When I’m drafting and revising, I’m always surprised when this works.

Of course, don’t rule out the more common alternative. Drastic cuts may give you traction and get straight back to the action.

Or sometimes it’s even a combination of both.

 

DRIVING INTO THE SUNSET OF PUBLIC SERVICE

When I first entered the newspaper business, profit margins of 20 percent to 30 percent were not uncommon. Some papers were even reported to take 40 percent of their earnings down to the bottom line.

Not that much of that income went to the reporters or editors, who as a group ranked at the bottom of professional categories. Below school teachers and ministers, in fact. In addition, we worked nights and weekends and holidays – no wonder the divorce rate was high. The field could be depressing, as other surveys acknowledged. Or maybe it just attracted depressed individuals.

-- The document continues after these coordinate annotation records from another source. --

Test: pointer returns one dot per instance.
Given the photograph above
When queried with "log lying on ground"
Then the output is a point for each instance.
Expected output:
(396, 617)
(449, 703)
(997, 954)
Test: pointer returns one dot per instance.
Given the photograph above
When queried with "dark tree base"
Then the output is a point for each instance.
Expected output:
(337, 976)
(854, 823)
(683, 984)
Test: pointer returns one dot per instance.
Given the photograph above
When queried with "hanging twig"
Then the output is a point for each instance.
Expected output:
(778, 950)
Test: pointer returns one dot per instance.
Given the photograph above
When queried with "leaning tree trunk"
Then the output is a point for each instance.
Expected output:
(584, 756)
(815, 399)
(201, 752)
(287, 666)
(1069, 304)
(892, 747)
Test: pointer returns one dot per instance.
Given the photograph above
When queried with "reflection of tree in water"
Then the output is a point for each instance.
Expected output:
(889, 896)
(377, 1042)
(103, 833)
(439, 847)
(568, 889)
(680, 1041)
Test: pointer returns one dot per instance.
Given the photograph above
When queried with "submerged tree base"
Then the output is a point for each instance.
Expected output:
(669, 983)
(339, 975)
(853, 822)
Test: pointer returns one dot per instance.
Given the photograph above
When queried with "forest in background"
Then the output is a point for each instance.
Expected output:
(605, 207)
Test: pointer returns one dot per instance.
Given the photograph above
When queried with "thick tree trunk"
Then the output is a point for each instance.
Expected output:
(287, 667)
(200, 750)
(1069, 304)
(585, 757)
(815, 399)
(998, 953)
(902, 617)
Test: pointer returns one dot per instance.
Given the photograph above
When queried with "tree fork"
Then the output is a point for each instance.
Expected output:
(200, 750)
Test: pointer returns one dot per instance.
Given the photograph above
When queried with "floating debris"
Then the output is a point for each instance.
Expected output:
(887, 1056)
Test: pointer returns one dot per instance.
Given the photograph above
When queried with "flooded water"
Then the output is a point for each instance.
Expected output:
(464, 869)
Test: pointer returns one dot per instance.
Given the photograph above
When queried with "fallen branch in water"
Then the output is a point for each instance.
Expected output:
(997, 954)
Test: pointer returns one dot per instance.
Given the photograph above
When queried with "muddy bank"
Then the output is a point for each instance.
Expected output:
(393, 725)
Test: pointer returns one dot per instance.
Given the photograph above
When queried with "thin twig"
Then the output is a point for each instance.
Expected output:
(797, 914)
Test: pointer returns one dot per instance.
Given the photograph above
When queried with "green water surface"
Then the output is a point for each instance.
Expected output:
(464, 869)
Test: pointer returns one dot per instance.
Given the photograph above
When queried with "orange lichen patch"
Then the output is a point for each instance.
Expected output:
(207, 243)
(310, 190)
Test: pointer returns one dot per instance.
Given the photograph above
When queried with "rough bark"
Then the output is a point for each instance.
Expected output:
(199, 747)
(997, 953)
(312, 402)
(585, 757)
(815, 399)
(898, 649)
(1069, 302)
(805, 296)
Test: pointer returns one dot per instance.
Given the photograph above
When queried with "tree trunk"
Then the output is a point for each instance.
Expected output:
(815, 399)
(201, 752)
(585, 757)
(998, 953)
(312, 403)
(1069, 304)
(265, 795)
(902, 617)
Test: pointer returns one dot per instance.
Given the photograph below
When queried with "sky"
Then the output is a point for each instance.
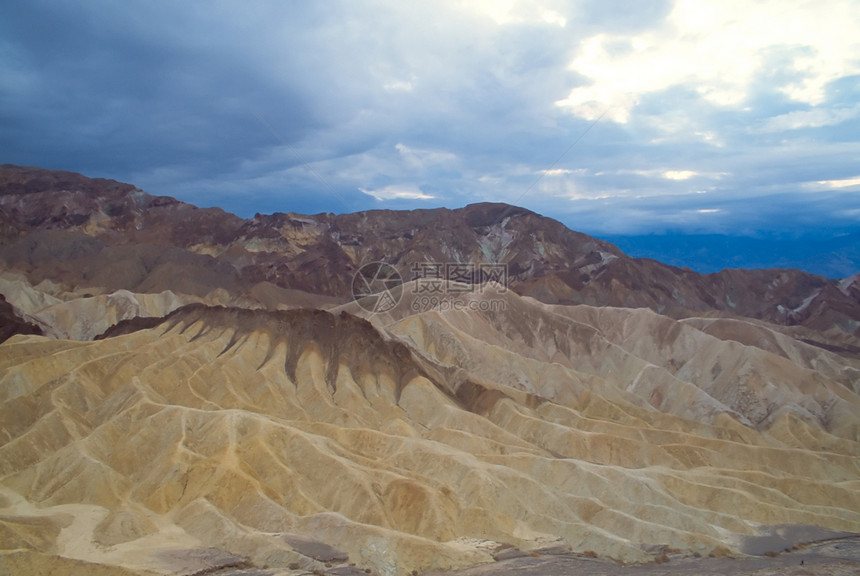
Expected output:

When right-wingers rub their “liberal media” smear across us, they mock the sacrifices we’ve made in trying to serve the public. For accuracy, the mass media  are ultimately capitalist machines – or, as they used to say of newspapers when I began, they were machines for printing money. That’s anything but leftist. Can’t be more conservative than that money-grubbing side, can you?

Some of the more astute critics at the time argued that the industry wasn’t reinvesting enough in growth and development, that it was in fact “eating its seed corn” when it came to salaries and wages, especially. How could we attract talented minorities at this pay, for one thing, when there were far more lucrative alternatives such as law? How could we build new audiences and new products without them – much less support these as they grew?

In the past decade or so, the business model has essentially collapsed in the advent of the Internet. Why should anyone pay for something they can get for free? The need for detailed coverage of public affairs remains, more than ever, but there are fewer and fewer professionals on the job, and most of those who remain are approaching minimum wage. You can’t live on that, especially not if you have a family.

I keep thinking of a skilled colleague, one of the best, an editor who quit to become a bus driver. The shift had better hours and better pay, even for a college graduate.